Di più. Della Fondazione che dovrebbe occuparsi della gestione del nuovo museo, e della quale è stata annunciata l’istituzione alla cerimonia del dicembre dell’anno scorso, non è stato ancora nominato il consiglio di amministrazione. E di peggio: a non dare il buon esempio è lo stesso ministero dei beni culturali cui spettava la designazione, nel cda, di tre autorevoli componenti-esperti. Lo avesse fatto, sarebbe stata (e sarebbe) una spinta, una sollecitazione agli altri partner di fare il proprio dovere. E invece niente.
In buona sostanza, bisogna muoversi: ci sono tanti soldi stanziati dal governo, ci sono gli strumenti giuridici e operativi per mettere in moto i finanziamenti e, quindi, tradurre un fantasma in realtà. Lo esigono varie ragioni. Anzitutto la ragione essenziale di proteggere e valorizzare il patrimonio delle opere d’arte (antichi manufatti in porcellana, più recenti prove di Picasso, Manzù e altri famosi artisti, bozzetti, lastre, ceramiche…) che rischiano, nel lungo e totale abbandono, un irreparabile danneggiamento o addirittura la distruzione come è già accaduto.
C’è poi un interesse culturale e turistico: la ricostituzione ex novo del museo costituirebbe un ulteriore polo di attrazione per l’area fiorentina, una risorsa importante per la ripresa dell’economia della regione.

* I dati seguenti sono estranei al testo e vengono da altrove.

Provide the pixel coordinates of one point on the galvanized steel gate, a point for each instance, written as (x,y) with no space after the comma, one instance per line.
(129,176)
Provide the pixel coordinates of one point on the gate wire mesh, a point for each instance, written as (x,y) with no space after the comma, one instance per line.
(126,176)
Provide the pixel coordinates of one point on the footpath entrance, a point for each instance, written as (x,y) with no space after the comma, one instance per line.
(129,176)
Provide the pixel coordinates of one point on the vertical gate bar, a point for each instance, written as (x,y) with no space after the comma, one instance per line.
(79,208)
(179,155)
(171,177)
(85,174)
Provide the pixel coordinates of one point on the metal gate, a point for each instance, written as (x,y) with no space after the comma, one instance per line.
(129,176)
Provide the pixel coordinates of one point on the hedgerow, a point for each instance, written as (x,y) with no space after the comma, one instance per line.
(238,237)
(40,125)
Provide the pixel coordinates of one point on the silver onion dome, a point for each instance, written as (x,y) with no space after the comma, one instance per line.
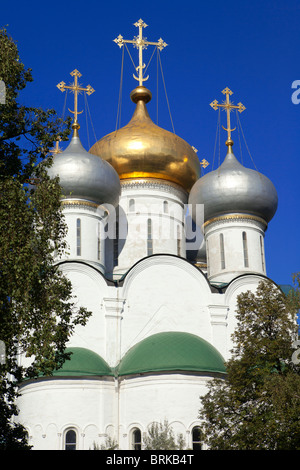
(232,188)
(85,176)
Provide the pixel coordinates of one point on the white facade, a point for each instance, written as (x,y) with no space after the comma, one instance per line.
(148,293)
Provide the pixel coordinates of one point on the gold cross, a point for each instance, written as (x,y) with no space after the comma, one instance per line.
(56,149)
(140,43)
(228,106)
(75,88)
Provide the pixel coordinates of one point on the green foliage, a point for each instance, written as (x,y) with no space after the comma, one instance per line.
(258,406)
(38,313)
(161,437)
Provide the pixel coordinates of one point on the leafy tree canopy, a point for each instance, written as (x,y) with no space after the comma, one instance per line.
(38,313)
(258,406)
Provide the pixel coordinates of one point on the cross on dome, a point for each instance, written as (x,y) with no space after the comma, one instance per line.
(140,43)
(228,106)
(76,89)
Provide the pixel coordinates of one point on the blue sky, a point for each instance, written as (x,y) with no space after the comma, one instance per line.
(250,46)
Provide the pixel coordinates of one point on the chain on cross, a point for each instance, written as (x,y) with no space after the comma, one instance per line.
(228,106)
(140,43)
(76,89)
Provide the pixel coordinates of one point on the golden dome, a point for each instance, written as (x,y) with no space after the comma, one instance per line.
(141,149)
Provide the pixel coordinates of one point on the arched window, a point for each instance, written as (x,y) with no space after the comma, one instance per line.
(116,244)
(136,439)
(262,253)
(166,208)
(178,241)
(222,252)
(196,438)
(78,237)
(245,250)
(99,242)
(70,440)
(149,238)
(131,205)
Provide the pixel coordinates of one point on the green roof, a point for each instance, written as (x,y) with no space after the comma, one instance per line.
(83,362)
(171,351)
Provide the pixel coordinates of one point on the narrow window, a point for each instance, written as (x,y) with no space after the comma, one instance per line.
(262,253)
(245,250)
(136,439)
(131,205)
(207,258)
(78,237)
(196,438)
(99,242)
(116,244)
(178,241)
(149,238)
(70,440)
(222,251)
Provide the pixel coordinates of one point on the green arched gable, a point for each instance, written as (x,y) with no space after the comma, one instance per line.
(171,351)
(83,362)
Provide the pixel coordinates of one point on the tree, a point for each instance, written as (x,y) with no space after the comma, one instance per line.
(161,437)
(38,313)
(257,407)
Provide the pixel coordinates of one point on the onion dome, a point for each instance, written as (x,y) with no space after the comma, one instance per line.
(142,149)
(172,351)
(83,362)
(232,188)
(84,175)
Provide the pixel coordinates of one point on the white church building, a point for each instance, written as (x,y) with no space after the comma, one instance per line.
(162,297)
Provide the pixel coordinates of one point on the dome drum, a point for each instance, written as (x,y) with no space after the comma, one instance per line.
(232,188)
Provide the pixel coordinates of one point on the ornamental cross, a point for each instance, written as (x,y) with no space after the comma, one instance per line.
(140,43)
(228,106)
(75,88)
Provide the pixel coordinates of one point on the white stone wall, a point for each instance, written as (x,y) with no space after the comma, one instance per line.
(164,205)
(91,239)
(232,230)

Vogliamo credere che il ministro Franceschini, che pure è stato tra i più attivi patrocinatori della (ancora potenziale) rinascita del polo museale di Sesto, non sappia che i sei milioni che il suo dicastero ha destinato alla ripresa delle opere d’arte della Richard Ginori sono ancora lì, non investiti nei lavori programmati. Che l’iniziativa di Toccafondi faccia da sveglia?